Os primeiros minerais de lítio foram descobertos em 1800 por um luso-brasileiro,
o jurista, químico, político e poeta José Bonifácio, numa viagem de vários anos
que empreendeu pelas Europas Central e do Norte, após se licenciar em Filosofia
Natural na Universidade de Coimbra e antes de se tornar professor de Metalurgia
nessa Universidade. José Bonifácio, que é conhecido como “patriarca da independência
do Brasil” dado o seu papel próximo de D. Pedro IV, encontrou numa mina sueca silicatos
de lítio e alumínio, a petalita e a espodumena. Escusava de ter ido tão longe,
pois esses minerais existem em Portugal. Só passados 17 anos, o químico sueco Johan
Arfwedson identificou o elemento químico no mineral descoberto por Bonifácio,
embora esse elemento só tenha sido isolado mais tarde.
Ó lítio extrai-se de dois modos: ou de lamas, como acontece nos planaltos
dos Andes, designadamente no “triângulo de lítio” entre o Chile, o segundo
maior produtor mundial depois da Austrália, a Argentina e a Bolívia. Existem aí lagos salgados, onde, após
evaporação da água, ficam depósitos lodosos onde o lítio se encontra concentrado.

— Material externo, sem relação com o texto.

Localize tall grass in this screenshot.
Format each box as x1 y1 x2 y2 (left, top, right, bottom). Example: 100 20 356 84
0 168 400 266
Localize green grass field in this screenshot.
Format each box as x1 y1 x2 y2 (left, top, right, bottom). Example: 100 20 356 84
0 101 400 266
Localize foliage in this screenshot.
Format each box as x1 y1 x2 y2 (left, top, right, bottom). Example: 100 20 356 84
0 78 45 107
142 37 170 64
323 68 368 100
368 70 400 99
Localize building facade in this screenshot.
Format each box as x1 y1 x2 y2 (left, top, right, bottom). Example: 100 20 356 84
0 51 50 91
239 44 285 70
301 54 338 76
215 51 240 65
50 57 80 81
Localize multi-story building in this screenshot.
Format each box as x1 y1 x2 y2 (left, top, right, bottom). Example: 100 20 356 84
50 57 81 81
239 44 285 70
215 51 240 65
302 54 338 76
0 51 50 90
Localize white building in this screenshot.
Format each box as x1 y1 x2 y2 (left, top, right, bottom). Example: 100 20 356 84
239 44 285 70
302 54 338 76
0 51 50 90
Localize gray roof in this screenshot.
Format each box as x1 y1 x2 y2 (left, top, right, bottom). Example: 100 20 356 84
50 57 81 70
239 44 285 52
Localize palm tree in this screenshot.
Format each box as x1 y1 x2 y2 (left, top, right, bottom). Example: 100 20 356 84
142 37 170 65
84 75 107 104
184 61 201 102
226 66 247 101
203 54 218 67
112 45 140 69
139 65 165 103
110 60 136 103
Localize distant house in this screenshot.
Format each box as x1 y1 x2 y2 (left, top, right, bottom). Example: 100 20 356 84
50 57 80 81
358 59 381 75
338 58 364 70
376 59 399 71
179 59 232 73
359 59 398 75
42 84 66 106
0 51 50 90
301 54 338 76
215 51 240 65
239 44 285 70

Mas, em Portugal, tal como na Austrália, extraem-se minerais de lítio a céu
aberto. Quer num caso quer noutro registam-se danos ambientais: no caso das
pedreiras, os ecossistemas naturais são destruídos ou prejudicados,
designadamente pela modificação da paisagem e pela poluição associada ao
processo extractivo. O mineral de lítio tem de ser refinado, o que não é um
processo limpo: a China é o país campeão desta indústria e, entre nós, fala-se
da construção de uma refinaria de lítio em Sines.

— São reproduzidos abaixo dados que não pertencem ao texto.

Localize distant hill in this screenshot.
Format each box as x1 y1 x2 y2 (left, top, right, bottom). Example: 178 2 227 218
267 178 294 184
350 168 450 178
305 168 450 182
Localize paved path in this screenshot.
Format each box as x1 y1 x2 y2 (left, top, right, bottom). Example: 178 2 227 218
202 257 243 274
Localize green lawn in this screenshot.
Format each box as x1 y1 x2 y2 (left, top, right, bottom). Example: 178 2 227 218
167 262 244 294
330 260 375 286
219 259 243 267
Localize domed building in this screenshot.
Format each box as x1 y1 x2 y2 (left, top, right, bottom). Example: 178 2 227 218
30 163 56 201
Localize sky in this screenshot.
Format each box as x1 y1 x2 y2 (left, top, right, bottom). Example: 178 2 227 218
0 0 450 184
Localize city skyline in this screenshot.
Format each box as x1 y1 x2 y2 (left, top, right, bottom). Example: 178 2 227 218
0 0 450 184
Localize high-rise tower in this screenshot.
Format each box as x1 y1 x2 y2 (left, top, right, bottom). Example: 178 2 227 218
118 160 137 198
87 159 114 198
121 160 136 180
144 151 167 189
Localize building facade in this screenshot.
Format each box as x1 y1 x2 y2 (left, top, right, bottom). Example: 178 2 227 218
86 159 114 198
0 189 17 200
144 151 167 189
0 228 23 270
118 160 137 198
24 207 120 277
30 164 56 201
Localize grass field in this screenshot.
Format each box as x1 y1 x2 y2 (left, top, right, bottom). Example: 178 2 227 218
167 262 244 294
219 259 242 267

Os iões Li+ são usados nas baterias de iões de lítio. Estas começaram a ser
desenvolvidas nos anos de 1970, no quadro da crise do petróleo, quando a
necessidade de carros eléctricos foi percebida. O químico britânico Stanley
Whittingham, a trabalhar para a Exxon, foi o autor da primeira bateria desse
tipo, que usava, no cátodo, dissulfeto de titânio, abrigando iões Li+. Nos anos
de 1990, o físico norte-americano John Goodenough, passou a usar, no cátodo,
óxido de cobalto e lítio e, a seguir, o químico japonês Akira Yoshino
substituiu o lítio metálico do ânodo por grafite. Foi a Sony que comercializou
a primeira bateria desse tipo em 1991. A partir daí deu-se um big bang
do uso dessas baterias em telemóveis e viaturas (o primeiro carro da Tesla
surgiu em 2008). Os três cientistas ganharam o Nobel da Química em 2019.
O lítio tem outros usos além das baterias: em cerâmica e vidros e em lubrificantes. E tem um uso farmacológico, tratado em Lítio: Estádios de Exaustão: comprimidos de carbonato de lítio são usados há décadas para tratar a doença bipolar. Entre os famosos que sofreram ou sofrem dessa doença contam-se Mariah Carey, Kurt Cobain, Mel Gibson, Ernest Hemingway e Jimi Hendrix. Ora aqui está uma curiosa relação entre o lítio e cultura.
1 comentário:
Se mantivermos esta política de não se poder mexer na natureza, o nosso futuro não poderá ser outro do que sermos obrigados a emigrar para países, como a Alemanha, onde se pode mexer na natureza, e esperar que os alemães, franceses suecos e dinamarqueses venham ocupar as casas que deixarmos vagas neste Portugal impoluto, mas, infelizmente, atrasado!
Esses, que combatem o lítio, são os mesmos que se repimpam a atulhar, com carros de motores de combustão, as nossas aldeias, vilas e cidades.